No, the Daily Drabble Hasn't Died!
hobbledehoy \HOB-uhl-dee-hoy\, noun:
An awkward, gawky young fellow.
"For early on, girls become aware -- as much from their fathers' anguished bellows of "You're not going out dressed like that, Miss" as from the buffoonish reactions of the spotty hobbledehoys at the end-of-term disco -- of the power of clothes to seduce."
-Jane Shilling, "Soft-centred punk", Times (London), October 27, 2000
"His memories, even only reveries, of incomparable women, made me feel like a hulking hobbledehoy."
-Edith Anderson, Love in Exile
"Unfortunately, they have to contend with ignorant hobbledehoys who, on seeing these rows of shingle heaps, feel compelled to jump on them."
-Susan Campbell, "He grows seakale on the seashore", Daily Telegraph, March 27, 1999
The origin of hobbledehoy is unknown, though it perhaps derives from hobble, from the awkward movements of a clumsy adolescent.
This day's drabble is Maedhros and Fingon. In a friendly context, people! (Jenni and Alina, I can see your raised eyebrows and hear you thinking, "I just bet they were friendly!") You're welcome to interpret any subtext that you want, but I meant it as "friendly" in the non-nefarious sense, for once. Really.

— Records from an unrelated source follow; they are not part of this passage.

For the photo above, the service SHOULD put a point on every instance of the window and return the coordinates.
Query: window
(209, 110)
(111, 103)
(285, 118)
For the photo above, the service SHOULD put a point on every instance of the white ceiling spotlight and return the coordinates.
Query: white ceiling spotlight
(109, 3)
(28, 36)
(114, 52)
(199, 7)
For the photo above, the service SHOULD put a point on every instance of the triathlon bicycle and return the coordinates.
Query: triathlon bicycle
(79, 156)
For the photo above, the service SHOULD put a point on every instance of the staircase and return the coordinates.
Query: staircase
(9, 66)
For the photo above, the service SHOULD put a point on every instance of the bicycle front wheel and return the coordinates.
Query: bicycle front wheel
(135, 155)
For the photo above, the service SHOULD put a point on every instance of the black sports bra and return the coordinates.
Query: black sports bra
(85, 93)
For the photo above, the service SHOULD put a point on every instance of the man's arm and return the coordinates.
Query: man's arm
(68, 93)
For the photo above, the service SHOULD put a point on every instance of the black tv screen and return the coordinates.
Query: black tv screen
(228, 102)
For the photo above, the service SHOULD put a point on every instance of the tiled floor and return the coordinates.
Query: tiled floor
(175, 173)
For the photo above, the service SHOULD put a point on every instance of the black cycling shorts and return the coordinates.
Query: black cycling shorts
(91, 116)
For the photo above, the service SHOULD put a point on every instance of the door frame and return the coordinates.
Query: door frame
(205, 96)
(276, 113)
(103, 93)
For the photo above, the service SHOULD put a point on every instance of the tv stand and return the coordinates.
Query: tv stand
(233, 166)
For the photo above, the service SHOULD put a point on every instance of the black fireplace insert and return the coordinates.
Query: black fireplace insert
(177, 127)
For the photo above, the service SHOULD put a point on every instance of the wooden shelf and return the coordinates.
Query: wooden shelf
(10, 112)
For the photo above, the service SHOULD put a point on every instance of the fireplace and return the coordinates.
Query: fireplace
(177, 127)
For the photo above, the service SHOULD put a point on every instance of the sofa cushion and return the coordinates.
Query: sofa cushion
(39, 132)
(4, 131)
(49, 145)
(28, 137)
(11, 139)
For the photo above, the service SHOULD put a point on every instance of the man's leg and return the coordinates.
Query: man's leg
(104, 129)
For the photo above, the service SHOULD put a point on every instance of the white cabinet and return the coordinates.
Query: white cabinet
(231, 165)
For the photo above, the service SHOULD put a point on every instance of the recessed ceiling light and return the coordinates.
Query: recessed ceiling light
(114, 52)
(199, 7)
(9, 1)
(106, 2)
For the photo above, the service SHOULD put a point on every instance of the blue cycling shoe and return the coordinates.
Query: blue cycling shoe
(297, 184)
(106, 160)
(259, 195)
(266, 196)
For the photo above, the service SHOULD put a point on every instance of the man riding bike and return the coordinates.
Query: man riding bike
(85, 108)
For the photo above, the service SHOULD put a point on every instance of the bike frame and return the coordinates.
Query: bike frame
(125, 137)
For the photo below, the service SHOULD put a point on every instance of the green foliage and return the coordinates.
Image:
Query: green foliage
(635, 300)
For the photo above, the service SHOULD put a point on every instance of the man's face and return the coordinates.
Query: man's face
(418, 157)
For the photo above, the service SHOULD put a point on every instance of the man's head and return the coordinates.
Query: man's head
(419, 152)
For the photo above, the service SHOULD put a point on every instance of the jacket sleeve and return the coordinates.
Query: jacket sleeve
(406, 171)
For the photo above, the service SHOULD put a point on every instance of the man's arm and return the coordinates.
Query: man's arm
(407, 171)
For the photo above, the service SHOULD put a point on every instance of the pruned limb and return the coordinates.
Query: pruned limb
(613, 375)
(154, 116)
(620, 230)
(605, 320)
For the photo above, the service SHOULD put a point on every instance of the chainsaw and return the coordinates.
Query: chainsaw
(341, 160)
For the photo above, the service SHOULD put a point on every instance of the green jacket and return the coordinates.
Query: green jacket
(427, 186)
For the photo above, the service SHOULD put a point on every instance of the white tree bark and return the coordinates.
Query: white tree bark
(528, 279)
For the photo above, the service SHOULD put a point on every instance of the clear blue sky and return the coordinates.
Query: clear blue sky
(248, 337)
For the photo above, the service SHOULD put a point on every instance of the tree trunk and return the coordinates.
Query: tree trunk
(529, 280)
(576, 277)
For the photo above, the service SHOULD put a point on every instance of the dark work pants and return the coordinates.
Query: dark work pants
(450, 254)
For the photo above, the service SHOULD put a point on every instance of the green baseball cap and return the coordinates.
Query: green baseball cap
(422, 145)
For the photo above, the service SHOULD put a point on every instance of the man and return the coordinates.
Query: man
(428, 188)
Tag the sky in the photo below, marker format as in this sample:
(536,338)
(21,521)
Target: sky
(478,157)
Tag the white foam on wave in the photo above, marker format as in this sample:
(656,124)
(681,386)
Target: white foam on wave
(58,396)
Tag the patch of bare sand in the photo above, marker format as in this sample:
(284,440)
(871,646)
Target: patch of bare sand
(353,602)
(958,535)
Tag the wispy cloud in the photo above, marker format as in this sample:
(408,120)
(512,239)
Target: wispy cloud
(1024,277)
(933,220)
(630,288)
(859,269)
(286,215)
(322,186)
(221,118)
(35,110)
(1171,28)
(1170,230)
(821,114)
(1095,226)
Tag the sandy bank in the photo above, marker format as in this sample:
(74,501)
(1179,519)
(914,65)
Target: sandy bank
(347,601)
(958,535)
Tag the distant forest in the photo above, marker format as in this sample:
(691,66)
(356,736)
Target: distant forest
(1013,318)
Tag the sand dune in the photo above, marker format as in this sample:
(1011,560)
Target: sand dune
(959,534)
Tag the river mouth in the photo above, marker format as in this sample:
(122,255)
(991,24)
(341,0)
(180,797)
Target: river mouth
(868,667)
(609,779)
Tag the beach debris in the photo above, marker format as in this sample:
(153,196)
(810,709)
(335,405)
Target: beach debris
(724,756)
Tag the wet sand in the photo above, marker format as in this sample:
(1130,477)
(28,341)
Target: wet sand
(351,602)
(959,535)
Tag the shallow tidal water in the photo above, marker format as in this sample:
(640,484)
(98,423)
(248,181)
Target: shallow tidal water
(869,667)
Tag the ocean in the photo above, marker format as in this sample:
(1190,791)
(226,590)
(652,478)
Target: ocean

Years passed without seeing him, and though I knew that he grew—as all young Elves do—I saw him forever as the gangly hobbledehoy with stammering speech and footfalls alike, ignored except for his acts of foolishness.
Hardly a prince.
So now, at our reunion, I look for him among the throng. (He has a way of making his presence known in a crash of dishes or rippling murmur of offense.) There is a man—tall, clearly a lord, with gold entwined in his hair; my heart squeezes at his beauty. I will ask him of my cousin Findekano.